Book Review – “Jasmine Cookbook”


I have been involved in doing evaluation of a lot of tools and frameworks to suite the day to day project and client needs. Recently did a research on “Jasmine” to validate and check it’s implementation feasibility for BDD when I hit “Jasmine Cookbook“.

I was quite intrigued when I received this book written by Munish Sethi, as it provides practical ways how a novice can actually learn Jasmine quickly and easily. So, is it a ideal reference book for a product team to get handson on Jasmine quickly?

In short: Yes. It acts as a great reference for the teams who want to implement Jasmine for their products. More importantly it acts as a quick reference for anyone who wants to begin with Jasmine.

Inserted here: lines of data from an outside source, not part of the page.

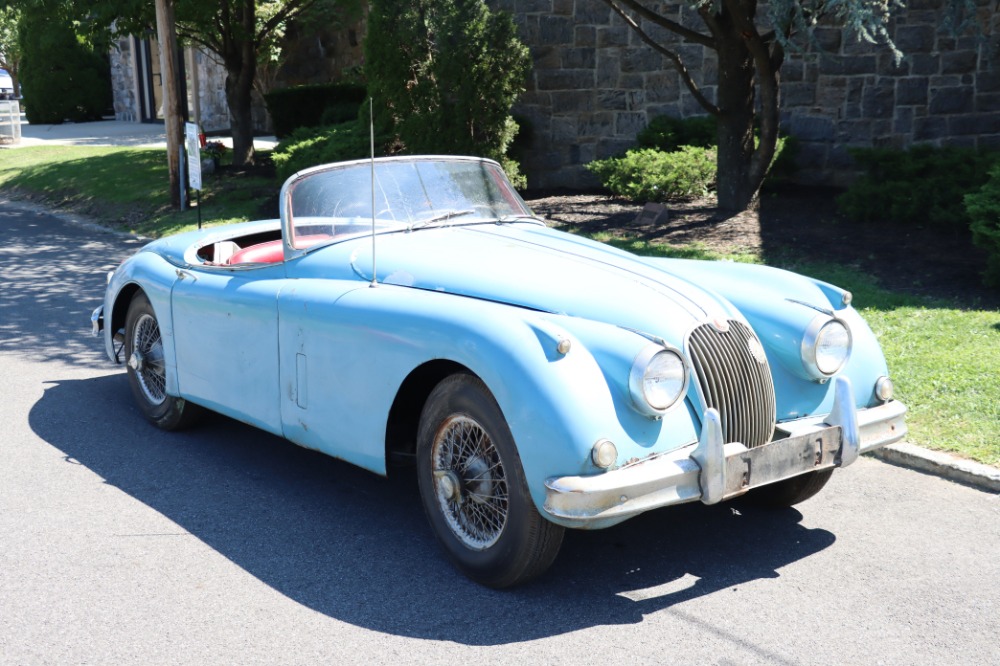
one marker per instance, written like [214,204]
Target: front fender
[149,272]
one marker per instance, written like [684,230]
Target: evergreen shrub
[647,174]
[313,105]
[310,146]
[444,75]
[62,78]
[983,208]
[667,133]
[675,158]
[922,185]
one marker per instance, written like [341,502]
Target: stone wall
[123,80]
[595,85]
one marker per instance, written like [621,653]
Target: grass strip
[126,188]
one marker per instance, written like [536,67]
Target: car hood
[534,267]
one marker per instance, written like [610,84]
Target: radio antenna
[371,136]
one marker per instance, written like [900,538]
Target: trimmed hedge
[648,174]
[668,134]
[922,185]
[983,207]
[313,105]
[310,146]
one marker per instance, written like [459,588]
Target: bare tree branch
[664,22]
[691,84]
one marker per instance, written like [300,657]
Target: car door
[226,338]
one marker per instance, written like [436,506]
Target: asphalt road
[120,544]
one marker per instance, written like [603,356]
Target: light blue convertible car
[413,311]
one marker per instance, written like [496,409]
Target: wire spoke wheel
[147,359]
[469,482]
[473,487]
[147,369]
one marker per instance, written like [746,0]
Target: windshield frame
[515,207]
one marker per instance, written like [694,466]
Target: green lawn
[125,188]
[944,360]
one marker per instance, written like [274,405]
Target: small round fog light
[884,389]
[604,454]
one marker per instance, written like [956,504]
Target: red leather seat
[270,252]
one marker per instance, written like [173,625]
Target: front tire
[146,369]
[473,488]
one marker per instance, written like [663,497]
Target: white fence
[10,121]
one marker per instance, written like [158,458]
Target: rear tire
[146,370]
[473,488]
[789,492]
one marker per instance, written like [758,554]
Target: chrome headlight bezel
[823,330]
[644,399]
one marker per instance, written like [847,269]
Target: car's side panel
[226,341]
[344,354]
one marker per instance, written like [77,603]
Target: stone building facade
[137,94]
[594,85]
[309,58]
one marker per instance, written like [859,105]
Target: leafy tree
[243,33]
[10,48]
[444,74]
[751,50]
[62,76]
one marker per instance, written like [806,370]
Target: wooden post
[172,112]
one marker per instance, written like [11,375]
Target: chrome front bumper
[712,471]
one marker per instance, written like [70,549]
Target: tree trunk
[240,58]
[737,185]
[239,87]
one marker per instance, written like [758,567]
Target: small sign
[193,148]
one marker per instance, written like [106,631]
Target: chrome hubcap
[146,360]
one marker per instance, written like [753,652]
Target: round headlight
[826,346]
[658,379]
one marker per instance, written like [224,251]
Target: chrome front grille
[735,379]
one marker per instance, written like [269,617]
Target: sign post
[193,146]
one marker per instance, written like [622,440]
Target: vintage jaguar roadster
[413,311]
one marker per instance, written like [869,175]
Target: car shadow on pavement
[354,546]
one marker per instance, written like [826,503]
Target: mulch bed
[800,223]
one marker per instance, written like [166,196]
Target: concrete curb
[946,466]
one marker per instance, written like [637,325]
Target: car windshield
[409,193]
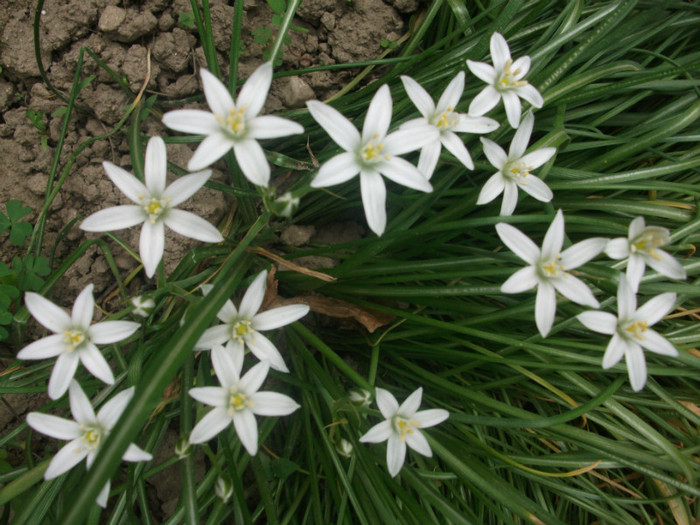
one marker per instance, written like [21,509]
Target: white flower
[631,331]
[505,80]
[401,427]
[242,327]
[234,124]
[642,247]
[74,339]
[237,400]
[514,169]
[86,433]
[142,307]
[446,121]
[372,154]
[548,269]
[155,206]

This book is divided into 9 logical chapters with each chapter focusing on a particular need that any team might be having at any particular phase of a SDLC i.e. from evaluation phase till actual implementation and measurement phase. Some of the key focus areas that the writer has brought out very clearly are

  1. How Jasmine can be implemented in teams following either TDD or BDD. It becomes easy for the user to understand and implement it in the projects thereafter.
  2. All examples relate to the real world scenarios a layman might get into, hence, makes them easy to understand
  3. Provides a detailed step by step approach to write your own custom “equality” and “matcher” functions in Jasmine
  4. Performing mocking using spyOn() method, Asynchronous operations and  Implementation of Fixtures and manipulation of DOM with Jasmine tests is explained in detail.
  5. Includes practical usage and designing of Jasmine based automated tests to validate complex functionality developed using AJAX, jQuery, JSON Fixtures
  6. Apart from the automated tests, it also includes methodologies to validate the code coverage achieved through the automated tests using JavaScript Code Coverage tool Karma and Istanbul that can enable product teams to keep a check on what they are testing.

Towards the end, Jasmine integration and usage with other tools like Angular JS, Node.js and CoffeeScript is touched upon. Though these could have been detailed further, but it gives a platform to quickly start in case there is a need for these technologies. But, overall the book is a great guide for a product team to take small steps to learn and implement Jasmine as per their needs.